Semalt: A Super Guide To Blocking Referrer Spam In Your Google Analytics

Nik Chaykovskiy, the expert from Semalt, assures that referral spam is one of the problems that webmasters currently face. The situation has been getting worse over the years, meaning that someone somewhere makes a lot of money from creating referral spam.

Ghost and Referral Spam

Spam has now made its way to Google Analytics reports. Spammers look for vulnerabilities in the system so that they can appear in the website's data reports. They do this with the of hope that they spark enough curiosity to the point that the webmaster visits their website to see why they are in the report. The problem is that they do not increase traffic. They do not even make it since they are bots. They use the JavaScrip tracking code used by Google Analytics to create a notification that there was a visit. They end up skewing vital statistics like bounce rates and other elements used to analyze engagement. It is imperative to block referral spam if one needs accurate data especially if they rely on it to make marketing decisions.

It becomes hard to block referral spam especially since the spammers work very fast, increasing the rate of spam hits as well as the sources. It means that webmasters need to improve on the effort they put in eliminating and blacklisting these sources. It is particularly troublesome to people who have new sites who do not receive much legitimate traffic. An increase in spam rates on such sites would present more skewness which might even be more than the daily hits it receives.

How Easy Is It?

One page load records as a single visit. Ghost spammers use the Google Analytics tracking code and send traffic data straight to the reports, thereby forging a visit. It may take 0.001 seconds to load a single page on a server somewhere. However, they may have forced over 100 of these forged visits onto the Google accounts of many other sites all over. It is quite easy to buy a single host. As long as the spammers are sure of ROI, there is a lot of damage they can do with them.

Solutions that Come Up Short

Some techniques are sometimes so advanced that the solutions employed to block referral spam do not work. One of them is the mysterious online service called Darodar. The following methods did not clear it from GA.

  • The .htaccess file. It does not work since ghost spam does not touch the site
  • The referral exclusion list. It lacks updates.
  • Exclusion filters. It is outdated method since it only focuses on future spam and not retroactive for past spam databases.

The Exclusion filter almost came close to eliminating the Darodar referral spam. Its only limitation was that it does not have a constant and consistently updated referral spammer list.

The Missing Puzzle Piece

An actionable solution to identify and block referral and ghost data should be very updated, come from a broader database, and retroactive to past information. Based on the three elements for an optimal solution, here is one that works.

Step 1: Using Segments to Exclude Spam

It is better to use segments since they do not alter data permanently. If one accidentally filters out real referrers while using filters, there is no way of getting them back. It is possible to build on old data using segments, despite how long it has been there. One can also apply them retroactively.

Step 2: Maintaining the Exclusion List

Slack is a tool that webmasters can use to monitor referral sources. It notifies the user concerning any new referrals and gives them a prompt: whether to whitelist or blacklist a suspicious referral source.

1. Slack receives all referrals, and

2. It uses a PHP to sort all the results by order of count, and then loops the final list to the webmaster to see if any looks familiar.
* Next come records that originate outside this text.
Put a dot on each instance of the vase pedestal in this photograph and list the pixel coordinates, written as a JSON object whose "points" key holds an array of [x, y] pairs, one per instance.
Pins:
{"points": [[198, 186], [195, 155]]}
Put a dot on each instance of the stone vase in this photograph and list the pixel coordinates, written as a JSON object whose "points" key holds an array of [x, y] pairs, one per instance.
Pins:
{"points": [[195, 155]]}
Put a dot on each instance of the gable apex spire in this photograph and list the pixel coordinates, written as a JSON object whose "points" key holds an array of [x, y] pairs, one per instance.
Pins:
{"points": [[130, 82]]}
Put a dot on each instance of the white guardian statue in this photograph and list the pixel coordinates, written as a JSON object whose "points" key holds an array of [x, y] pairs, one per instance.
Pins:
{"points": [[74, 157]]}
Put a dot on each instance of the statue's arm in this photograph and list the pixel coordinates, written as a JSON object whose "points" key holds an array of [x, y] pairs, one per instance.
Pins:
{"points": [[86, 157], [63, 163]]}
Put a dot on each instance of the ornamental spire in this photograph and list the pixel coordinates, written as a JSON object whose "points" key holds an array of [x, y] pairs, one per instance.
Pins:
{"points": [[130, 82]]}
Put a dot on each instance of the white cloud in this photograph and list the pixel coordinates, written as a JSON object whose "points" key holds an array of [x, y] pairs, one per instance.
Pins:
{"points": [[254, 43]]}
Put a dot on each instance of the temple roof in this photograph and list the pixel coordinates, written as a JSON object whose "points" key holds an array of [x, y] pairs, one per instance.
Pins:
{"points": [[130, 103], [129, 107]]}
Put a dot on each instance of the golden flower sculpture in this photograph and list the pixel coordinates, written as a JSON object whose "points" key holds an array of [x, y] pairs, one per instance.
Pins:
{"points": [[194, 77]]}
If not,

3. It forwards all the suspected spam to a slack channel which offers the user a choice between a whitelist or a blacklist. Whichever option they choose, it leads to step 4,

4. It redirects to a page that verifies the verdict as a selection confirmation.

5. Slack then stores and locks all identified spammers in the database

6. The final display of clean data will be in regex format. Copy and paste it in Google Analytics.

Slack allows the webmasters to update the exclusion list at least five times a day.

In Reality, Several Solutions Can Work:

Despite this being a proven method, it would work even better if the webmaster supplements it with other techniques, just to make sure they cover all bases. In addition to the said solution:

  • Click on the checkbox that prompts Google Analytics to exclude known bots and spiders,
  • Apply an "include hostname filter,"
  • Use cookies

The inclusive filter mentioned above is efficient sometimes, but not the best solution in the long run because:

  • Hostname spoofing is not difficult to do, and analytics spammers are increasingly using it as a vulnerable.
  • If the setup is wrong, it might end up filtering out real referrers.